Le lendemain du duel entre Alkelios et Draejan, j’étais allée rendre visite à la Troisième princesse. Elle avait exprimé ses remerciements pour mon désir de la soutenir durant ces moments difficiles. C’étaient les mots remplis de miel que n’importe quel noble ou personne de la royauté aurait dits dans sa position.

« Juste pour être clair, avec moi, tu peux laisser tomber la manière de parler politique. » L’avertis-je, coupant à travers son masque avant qu’elle ne m’agace trop.

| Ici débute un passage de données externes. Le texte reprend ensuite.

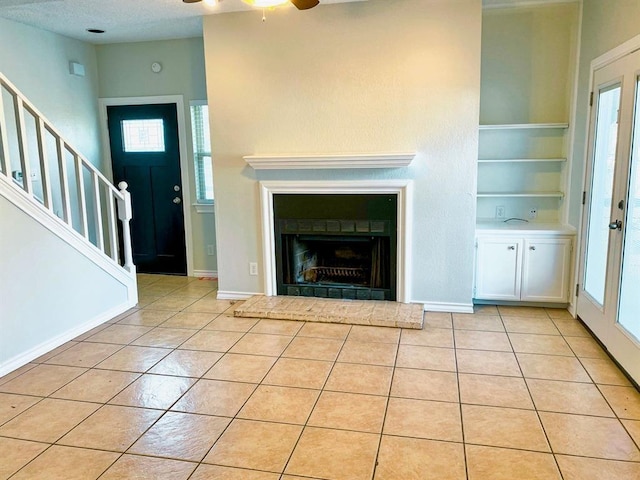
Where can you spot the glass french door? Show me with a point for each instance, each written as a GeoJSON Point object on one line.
{"type": "Point", "coordinates": [609, 297]}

Elle déglutit puis acquiesça.

« Pour être honnête, je ne savais pas quoi faire… J’étais perdu en ce qui concerne ma position politique, mais avec vous à mes côtés, j’ai encore une chance de ne pas couler. Ceux ayant des éveillés supérieurs à leur côté ne sont pas si nombreux dans notre royaume, et les politiciens sont comme des requins quand on parle… de les collectionner, » déclara-t-elle en poussant un soupir. « Je m’excuse d’avance pour les problèmes que mon peuple va vous causer. » Elle s’inclina devant moi.

Je hochai la tête.

« Et pour Alkelios et Seryanna ? » demandai-je.

Elle fronça les sourcils et baissa les yeux. « Je n’ai pas eu la chance de parler avec eux depuis l’incident depuis hier. »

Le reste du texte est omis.